Source code for domination.libs.munkres

#!/usr/bin/env python
# -*- coding: iso-8859-1 -*-

# Documentation is intended to be processed by Epydoc.

"""
Introduction
============

The Munkres module provides an implementation of the Munkres algorithm
(also called the Hungarian algorithm or the Kuhn-Munkres algorithm),
useful for solving the Assignment Problem.

Assignment Problem
==================

Let *C* be an *n*\ x\ *n* matrix representing the costs of each of *n* workers
to perform any of *n* jobs. The assignment problem is to assign jobs to
workers in a way that minimizes the total cost. Since each worker can perform
only one job and each job can be assigned to only one worker the assignments
represent an independent set of the matrix *C*.

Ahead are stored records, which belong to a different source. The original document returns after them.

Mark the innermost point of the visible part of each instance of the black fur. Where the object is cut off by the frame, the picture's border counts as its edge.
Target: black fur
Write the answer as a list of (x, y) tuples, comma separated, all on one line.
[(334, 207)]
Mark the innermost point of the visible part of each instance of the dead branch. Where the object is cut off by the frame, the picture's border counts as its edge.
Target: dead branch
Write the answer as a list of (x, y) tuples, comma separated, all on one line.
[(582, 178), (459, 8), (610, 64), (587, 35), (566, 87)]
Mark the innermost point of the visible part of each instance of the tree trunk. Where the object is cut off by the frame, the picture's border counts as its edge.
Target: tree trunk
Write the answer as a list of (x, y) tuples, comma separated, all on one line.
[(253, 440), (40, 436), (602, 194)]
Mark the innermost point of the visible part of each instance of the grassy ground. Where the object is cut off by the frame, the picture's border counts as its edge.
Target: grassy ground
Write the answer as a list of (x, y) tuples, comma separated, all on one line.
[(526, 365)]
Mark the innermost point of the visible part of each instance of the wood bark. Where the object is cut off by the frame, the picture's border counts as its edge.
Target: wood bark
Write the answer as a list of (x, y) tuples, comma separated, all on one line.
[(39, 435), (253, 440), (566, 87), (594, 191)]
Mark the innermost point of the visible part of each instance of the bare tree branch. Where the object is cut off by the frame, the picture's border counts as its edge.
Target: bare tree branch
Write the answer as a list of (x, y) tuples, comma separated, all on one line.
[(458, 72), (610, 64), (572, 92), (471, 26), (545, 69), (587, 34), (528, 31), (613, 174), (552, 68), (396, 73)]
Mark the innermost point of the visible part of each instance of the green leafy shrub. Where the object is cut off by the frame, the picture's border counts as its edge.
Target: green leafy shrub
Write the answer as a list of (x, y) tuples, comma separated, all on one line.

One way to generate the optimal set is to create all permutations of
the indexes necessary to traverse the matrix so that no row and column
are used more than once. For instance, given this matrix (expressed in
Python)::

    matrix = [[5, 9, 1],
              [10, 3, 2],
              [8, 7, 4]]

You could use this code to generate the traversal indexes::

    def permute(a, results):
        if len(a) == 1:
            results.insert(len(results), a)

        else:
            for i in range(0, len(a)):
                element = a[i]
                a_copy = [a[j] for j in range(0, len(a)) if j != i]
                subresults = []
                permute(a_copy, subresults)
                for subresult in subresults:
                    result = [element] + subresult
                    results.insert(len(results), result)

    results = []
    permute(range(len(matrix)), results) # [0, 1, 2] for a 3x3 matrix

After the call to permute(), the results matrix would look like this::

    [[0, 1, 2],
     [0, 2, 1],
     [1, 0, 2],
     [1, 2, 0],
     [2, 0, 1],
     [2, 1, 0]]

You could then use that index matrix to loop over the original cost matrix
and calculate the smallest cost of the combinations::

    n = len(matrix)
    minval = sys.maxint
    for row in range(n):
        cost = 0
        for col in range(n):
            cost += matrix[row][col]
        minval = min(cost, minval)

    print minval

While this approach works fine for small matrices, it does not scale. It
executes in O(*n*!) time: Calculating the permutations for an *n*\ x\ *n*
matrix requires *n*! operations. For a 12x12 matrix, that's 479,001,600
traversals. Even if you could manage to perform each traversal in just one
millisecond, it would still take more than 133 hours to perform the entire
traversal. A 20x20 matrix would take 2,432,902,008,176,640,000 operations. At
an optimistic millisecond per operation, that's more than 77 million years.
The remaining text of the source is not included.